The students have the regular curriculum as prescribed by the state. In addition they also learn practical life lessons. “We give our students regular instruction, and we also teach them basic things like how to shop for groceries, how to handle money, things they need to know to be functional in everyday living. We have trips to Walmart, to the Lutcher Theater. We go out to eat and teach them to read the menus and how to order. In addition we instruct them in proper manners. Our program is self supporting. The only thing the school district pays for is transportation. Our staff is dedicated and we have a wonderful group of students”, said Parker. “This year has been a great year, we went to the state flag football tournament in Waco at Baylor University and won the tournament. Our team played four games. They got to practice in the indoor facility that the Baylor football team uses. It was a great experience for our team.”
The team consisted of six players and five volunteer partners. Team coaches were LCM assistant principal Jason Yeaman, who was head coach, assisted by Michael Ridout, assistant principal at LC Intermediate, and science teacher Corey Parsons, serving as a chaperone as well as assistant coach.
“The same time we had the flag football games going we also had students who participated in a bowling tournament in Beaumont. We had three bowlers who brought home one gold and two silver medals. There is also a track team. It is a unified team that is made up of two students and two partners. We are part of the Life Force Team of Special Olympics”, said Parsons.
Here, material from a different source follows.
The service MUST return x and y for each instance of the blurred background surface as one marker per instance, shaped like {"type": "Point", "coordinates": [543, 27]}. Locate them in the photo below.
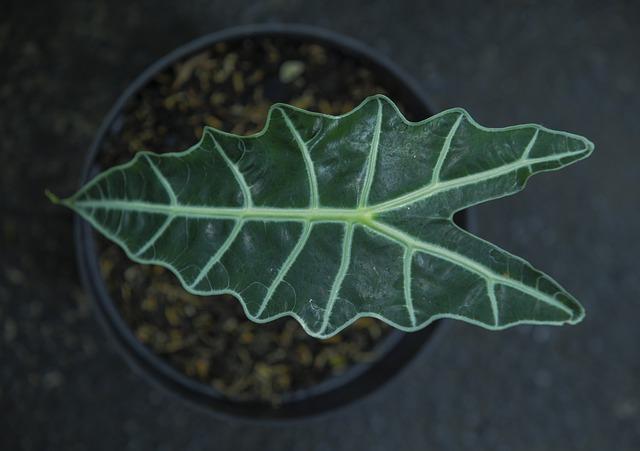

To raise the money the program needs the Life Skills unit solicits donations, but the bulk of the money is raised by the students themselves. The most recent project has been the sales of nearly 700 cheese logs. The logs were cheddar cheese and jalapeño cheese logs. The cheese logs are made and packaged by the students and sold by orders and direct sales. Deliveries were made by the students. “Every Friday we bake and sell cookies in the school cafeteria. Our entire student body supports the Life Skills class. Our cookies are made according to the standards required to be sold in the cafeteria and we always sell out”, said Parker.
Major strides have been made in the education of special needs students. The students of today are active in all school activities and the student body has accepted the students and includes them in student activities. “We have a great student body at LCM. The regular students accept and make friends with our special needs kids and often a regular student will come by our class rooms when they have free time and offer to help, or they will just come by to say hello to their friends in our program. Sometimes it takes a lot of patience, but this is a very rewarding program. We are working hard to erase the “R” word. “R” meaning “retarded”, said Parker. “We have students who have jobs in the community. One works as a busboy at Casa Ole, another at Pizza Hut assembling the pizza boxes and filling the salt shakers. There are some that work at North Orange and Little Cypress Baptist Churches and some that work here in the school cafeteria. There is nothing they are not capable of doing when they are given a chance.”